Why do I want to do this? Why does this affect me in such a deep way? If my emotions are a natural process that exist through some sort of creative process of God for a specific reason, then these feelings must be born of something fundamentally intrinsic to the human experience. Now, in the 21st century, so many of our experiences are technologically enhanced or synthesized that it is incredibly difficult to break our modern experiences down to the very nature of them. Film is one of these things for me. I struggle with the idea sometimes that film is a synthesized emotional experience, even though this is the very artistic purpose of it.

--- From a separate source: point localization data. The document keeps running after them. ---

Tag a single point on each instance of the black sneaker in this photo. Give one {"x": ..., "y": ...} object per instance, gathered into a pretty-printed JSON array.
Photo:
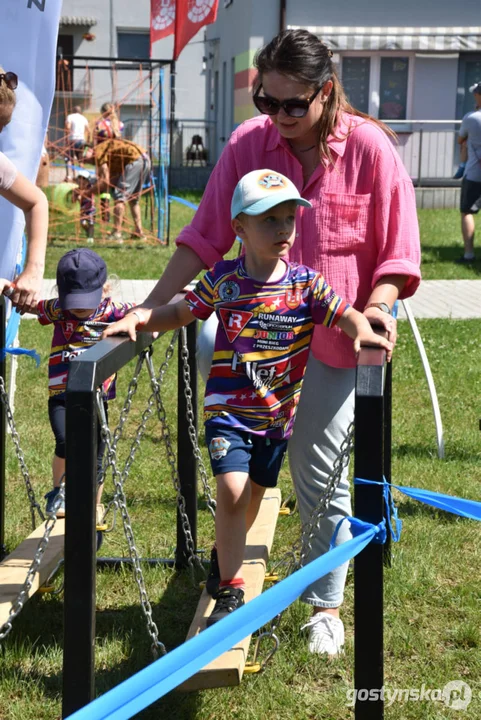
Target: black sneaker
[
  {"x": 213, "y": 578},
  {"x": 227, "y": 600}
]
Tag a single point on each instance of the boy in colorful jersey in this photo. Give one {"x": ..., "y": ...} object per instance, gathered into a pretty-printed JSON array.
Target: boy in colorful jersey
[
  {"x": 267, "y": 309},
  {"x": 79, "y": 316}
]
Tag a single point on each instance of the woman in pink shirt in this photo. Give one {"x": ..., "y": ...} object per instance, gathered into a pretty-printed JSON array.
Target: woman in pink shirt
[{"x": 362, "y": 233}]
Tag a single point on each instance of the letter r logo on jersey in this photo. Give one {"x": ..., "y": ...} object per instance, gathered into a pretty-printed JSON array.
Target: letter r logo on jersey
[{"x": 234, "y": 321}]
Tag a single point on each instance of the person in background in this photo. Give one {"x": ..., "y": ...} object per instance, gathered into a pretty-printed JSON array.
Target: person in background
[
  {"x": 83, "y": 195},
  {"x": 125, "y": 167},
  {"x": 470, "y": 136},
  {"x": 77, "y": 131},
  {"x": 107, "y": 127},
  {"x": 362, "y": 234},
  {"x": 15, "y": 188}
]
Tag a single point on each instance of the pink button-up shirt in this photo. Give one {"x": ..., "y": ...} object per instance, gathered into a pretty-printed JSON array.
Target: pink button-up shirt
[{"x": 362, "y": 226}]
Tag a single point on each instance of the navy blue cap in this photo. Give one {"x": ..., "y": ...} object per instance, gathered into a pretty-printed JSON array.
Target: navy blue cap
[{"x": 81, "y": 276}]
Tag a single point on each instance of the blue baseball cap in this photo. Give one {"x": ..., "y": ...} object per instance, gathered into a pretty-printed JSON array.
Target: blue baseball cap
[
  {"x": 260, "y": 190},
  {"x": 81, "y": 276}
]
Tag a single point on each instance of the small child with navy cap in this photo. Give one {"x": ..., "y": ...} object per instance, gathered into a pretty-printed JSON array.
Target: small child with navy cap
[
  {"x": 267, "y": 308},
  {"x": 79, "y": 315}
]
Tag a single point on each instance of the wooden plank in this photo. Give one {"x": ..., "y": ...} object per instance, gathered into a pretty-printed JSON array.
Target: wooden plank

Murch and I seem to see things similarly in that respect. Murch was very quick to express his awareness of film as a modern phenomenon, hardly a century old. Why, then, is watching a film such a natural, engrossing, emotional process? Film has the ability to make me incredibly angry, or unnecessarily excited. Why does it affect me so fundamentally if it is something that has only existed for a couple generations? Murch explained that it works because of so many natural subconscious processes of ours. Watching film is not so much a learned experience as previously thought. His theory revolves around the idea that film works because we blink. It’s an incredibly simple idea. We blink because that is the way our brain “cuts” information. We really don’t intake visual information continuously. To some degree we are able to subconsciously split it up into swallowable amounts of information to process what’s important and filter out what isn’t.

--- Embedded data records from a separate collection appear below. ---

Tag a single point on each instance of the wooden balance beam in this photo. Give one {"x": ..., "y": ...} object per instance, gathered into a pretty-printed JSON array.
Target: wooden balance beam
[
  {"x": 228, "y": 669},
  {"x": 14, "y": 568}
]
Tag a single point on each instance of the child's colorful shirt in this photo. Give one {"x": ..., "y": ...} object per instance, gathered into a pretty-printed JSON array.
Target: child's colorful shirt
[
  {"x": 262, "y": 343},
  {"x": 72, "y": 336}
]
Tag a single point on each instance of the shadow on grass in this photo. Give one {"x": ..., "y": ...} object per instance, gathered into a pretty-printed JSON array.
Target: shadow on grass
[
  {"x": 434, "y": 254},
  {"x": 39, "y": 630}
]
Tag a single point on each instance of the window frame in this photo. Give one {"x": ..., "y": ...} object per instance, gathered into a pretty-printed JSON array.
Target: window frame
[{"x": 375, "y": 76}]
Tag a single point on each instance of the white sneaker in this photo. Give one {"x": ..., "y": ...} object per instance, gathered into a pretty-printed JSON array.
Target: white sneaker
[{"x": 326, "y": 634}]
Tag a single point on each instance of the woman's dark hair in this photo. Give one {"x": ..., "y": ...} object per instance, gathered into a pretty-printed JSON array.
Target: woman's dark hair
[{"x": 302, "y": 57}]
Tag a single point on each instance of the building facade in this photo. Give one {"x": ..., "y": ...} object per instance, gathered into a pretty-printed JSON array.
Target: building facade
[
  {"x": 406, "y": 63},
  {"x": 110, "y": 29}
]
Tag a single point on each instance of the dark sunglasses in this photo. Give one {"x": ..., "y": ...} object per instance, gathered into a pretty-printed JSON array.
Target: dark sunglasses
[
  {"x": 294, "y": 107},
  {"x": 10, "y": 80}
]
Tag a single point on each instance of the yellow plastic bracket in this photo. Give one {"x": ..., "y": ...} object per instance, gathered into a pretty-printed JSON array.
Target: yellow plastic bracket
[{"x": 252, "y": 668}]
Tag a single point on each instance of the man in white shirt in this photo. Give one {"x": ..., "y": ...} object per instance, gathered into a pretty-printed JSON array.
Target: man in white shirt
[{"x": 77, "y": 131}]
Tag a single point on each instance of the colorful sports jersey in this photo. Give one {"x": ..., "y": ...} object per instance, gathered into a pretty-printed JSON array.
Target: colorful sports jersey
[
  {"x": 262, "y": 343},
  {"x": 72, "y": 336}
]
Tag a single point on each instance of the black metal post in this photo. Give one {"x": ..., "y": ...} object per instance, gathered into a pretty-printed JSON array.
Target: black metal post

I think this idea will profoundly affect my filmmaking. Film is intuitive because we are naturally able to adapt to it. We are able to effectively take in other people’s stories naturally and internalize it because of the nature of how we do so in our own lives. Editing then becomes an extreme responsibility. Murch has that little story in the end of taking out that scene that Zinnemann had a profound connection to. The film existed in part because Zinnemann was able to connect to it. However, taking it out created a more seamless experience for the audience. Despite that, it still felt very emotional for Murch to unglue the film on that scene.
That’s what filmmaking should be. Good art always comes through a struggle. Sometimes the struggle is between the artist and his work. Sometimes, it is between the artist and the audience. Sometimes, it is between the work and the audience. It is clear Murch struggles with his work. It seems to him that the struggle should generally be placed between the artist and the work. The audience should only struggle when the artist intends. The editor is responsible for what the audience sees of the film. Murch takes that responsibility upon himself. He also, however, states that there is a process of letting go, too. A decent editor will lead the audience to the point, but a great editor gives the audience an appropriate level of responsibility to struggle with the film as well. This is brilliant filmmaking, and may not be for every film consumer. However, in my own personal work, I want to reflect this idea of letting the audience decide what they get out of my art.

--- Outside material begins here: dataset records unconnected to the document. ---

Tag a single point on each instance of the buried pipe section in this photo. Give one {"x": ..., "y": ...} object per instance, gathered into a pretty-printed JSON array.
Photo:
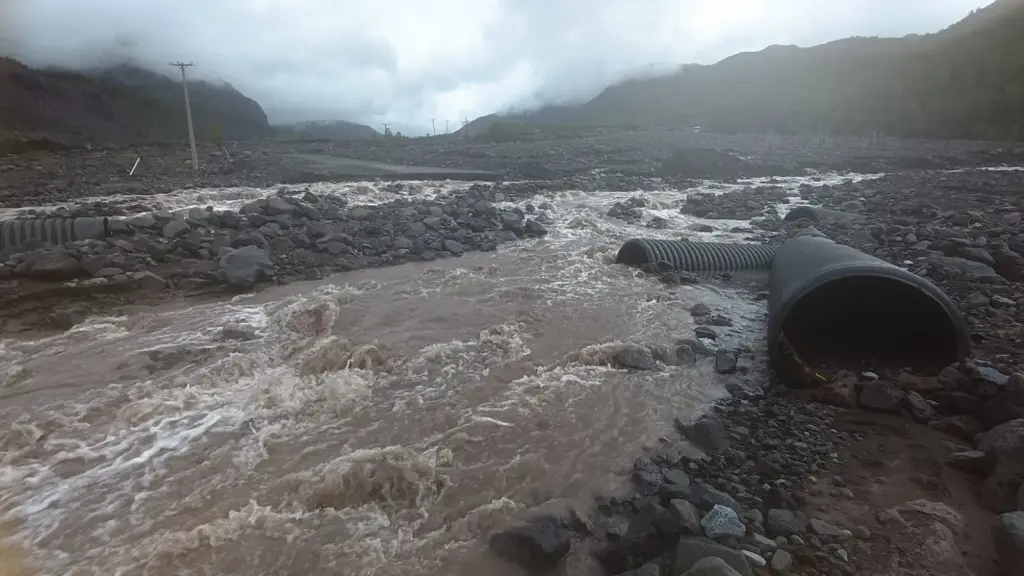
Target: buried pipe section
[
  {"x": 836, "y": 306},
  {"x": 829, "y": 305},
  {"x": 14, "y": 234}
]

Murch’s book “In the Blink of an Eye” creates some brilliant analogies with which to consider the art of editing. It is a privilege to read the perspective of such an experienced film editor when considering my own artistic editing decisions, and I will certainly remember some of what I read in this book for a while. Being able to connect what is happening in a film with our own in-body experiences as a human being was already a theme of mine and Murch simply confirmed this idea. There really is something so natural about film that it becomes what we are experiencing, yet also there is something so startlingly unexpected about film that keeps us questioning its purpose, motives, and existence in a world that existed for millions of years without it.